Guinness dropped the file back into its slot
in the organizer of Tuttle’s briefcase, and his lips compressed
into a hard, joyless little smile. Well, if after all these years
they suddenly wanted to start playing rough, that was just fine
with him. All comers welcome.
9
“Vlasov. Misha Fedorovich Vlasov. You weren’t
far off, though; until about ten months ago he was a member in good
standing, but I wouldn’t be the least surprised if right now the
KGB would like to kill him even more than they would you. Recognize
the name?”
Guinness set down his little waxed paper bag
of French fries, which looked and tasted as if they had been carved
out of bamboo, and nodded.
Game time was over, he had decided. Tuttle
wouldn’t be any more dangerous for having confirmed what he knew
already; the room didn’t show any signs of having been bugged and
nothing he might say here could legally be construed as a
confession anyway, and, besides, it isn’t a very hot idea
needlessly to antagonize a potential ally.
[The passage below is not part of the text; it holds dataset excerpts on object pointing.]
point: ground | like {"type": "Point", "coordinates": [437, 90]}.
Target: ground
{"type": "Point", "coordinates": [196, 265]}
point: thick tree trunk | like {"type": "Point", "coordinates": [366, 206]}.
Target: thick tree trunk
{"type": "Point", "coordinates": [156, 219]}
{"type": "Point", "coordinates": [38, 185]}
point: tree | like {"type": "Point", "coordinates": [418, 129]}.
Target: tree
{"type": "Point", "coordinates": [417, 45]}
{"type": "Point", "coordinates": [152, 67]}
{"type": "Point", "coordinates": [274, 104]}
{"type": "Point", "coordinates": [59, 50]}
“Sure, I know him. I also know you’re just
begging for a coronary if you keep on eating like that—chili
burgers and Scotch, for the love of God.”
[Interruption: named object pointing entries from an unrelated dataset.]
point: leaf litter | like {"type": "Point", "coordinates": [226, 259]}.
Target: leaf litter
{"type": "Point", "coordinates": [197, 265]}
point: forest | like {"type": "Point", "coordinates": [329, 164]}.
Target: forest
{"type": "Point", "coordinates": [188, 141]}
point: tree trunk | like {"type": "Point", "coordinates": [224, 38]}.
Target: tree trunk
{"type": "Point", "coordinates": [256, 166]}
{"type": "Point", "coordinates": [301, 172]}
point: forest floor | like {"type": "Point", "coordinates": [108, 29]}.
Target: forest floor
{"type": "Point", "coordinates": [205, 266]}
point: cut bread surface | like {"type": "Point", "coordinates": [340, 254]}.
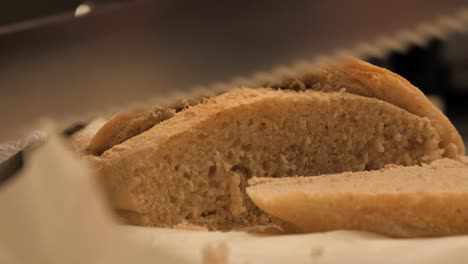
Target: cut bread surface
{"type": "Point", "coordinates": [194, 166]}
{"type": "Point", "coordinates": [190, 162]}
{"type": "Point", "coordinates": [415, 201]}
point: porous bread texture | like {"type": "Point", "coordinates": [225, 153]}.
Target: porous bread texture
{"type": "Point", "coordinates": [361, 78]}
{"type": "Point", "coordinates": [416, 201]}
{"type": "Point", "coordinates": [194, 166]}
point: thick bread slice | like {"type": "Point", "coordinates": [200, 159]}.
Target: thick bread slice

Tuttle cracked a grin and wiped his upper lip
with the hand still holding a last fragment of chiliburger. “You’re
trying to tell me that that strawberry gook of yours is any
better?”
“How do you know it’s Vlasov?” Guinness
asked, opening up his cheeseburger and peering inside like a Roman
augur examining the entrails of some sacrificial animal. “It’s
possible, you know, that he might not be the only one who thinks he
has a bone to pick with me.”
Licking chili sauce from his fingers, Tuttle
finished his dinner and stepped into the bathroom to wash up. “You
mean because you’re such a popular fella?” He laughed over the
running water. “Anyway, for the time being you can just take my
word for it. It’s Vlasov, and he’s very interested in seeing you
dead.”
Tuttle sat down again, snagging the bottle of
Teacher’s off the dresser on the way in and pouring himself another
three fingers. He was just reaching that point of drunkenness at
which every movement appears to be the product of a separate act of
will. The creases in his face seemed damp and thoughtful, as if he
were laboring to keep his mind orderly and his sentences
consecutive.
“He wants you dead, old man. He means to kill
you, and he’s a clever bastard. I can’t say I envy you much.” He
shook his head slowly and smiled, and Guinness decided he could do
without the compassionate side of Tuttle’s nature.
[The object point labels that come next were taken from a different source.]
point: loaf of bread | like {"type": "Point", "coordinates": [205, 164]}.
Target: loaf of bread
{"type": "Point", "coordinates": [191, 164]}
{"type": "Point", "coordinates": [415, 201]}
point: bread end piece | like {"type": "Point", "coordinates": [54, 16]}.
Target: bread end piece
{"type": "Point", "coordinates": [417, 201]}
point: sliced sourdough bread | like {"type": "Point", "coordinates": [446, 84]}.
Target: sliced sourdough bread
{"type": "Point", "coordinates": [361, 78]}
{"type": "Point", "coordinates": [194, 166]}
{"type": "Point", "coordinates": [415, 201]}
“So he wants me dead. So what? If it’s
strictly a private matter, why should the government bother about
involving itself?”
“That’s a long story,” Tuttle said quietly,
setting his glass back down on the table. Having apparently
realized that Guinness was no longer drinking along with him, he
had barely touched it. “It’s a long story, so bear with me. I can’t
guarantee a happy ending.
“Vlasov began to make a name for himself in
the middle sixties; at least that was when he first came to our
attention. What he did before then or what his background might be
is anybody’s guess. Anyway, at about that time he started running a
very tidy little shop out of Italy. He lived in Florence with his
wife, pretending to be an Aeroflot agent, although his office
wasn’t open but for two hours every Tuesday. Better than banker’s
hours.
“And he held the strings, so the story goes,
on a man in every major British consulate in Europe. He was a real
star.
“The story might even have been true, because
it seems that in nineteen seventy somebody tried to do a job on
him. The Russians put a lid on the whole affair, so our information
is pretty sketchy, but we do know that his wife was killed and that
he very nearly was. As a matter of fact, we did think that he was
dead, since he had disappeared from Italy. At least we thought that
for a while.
“Then a year or two later he turns up again
working as a strategist for Department V. They seem to like his
work—he gets promoted to lieutenant colonel in seventy-three and
then to full in seventy-six. He’s a very bright boy, a real comer.
We hear that the great Andropov himself has taken a personal
interest in his career. Then guess what happens.”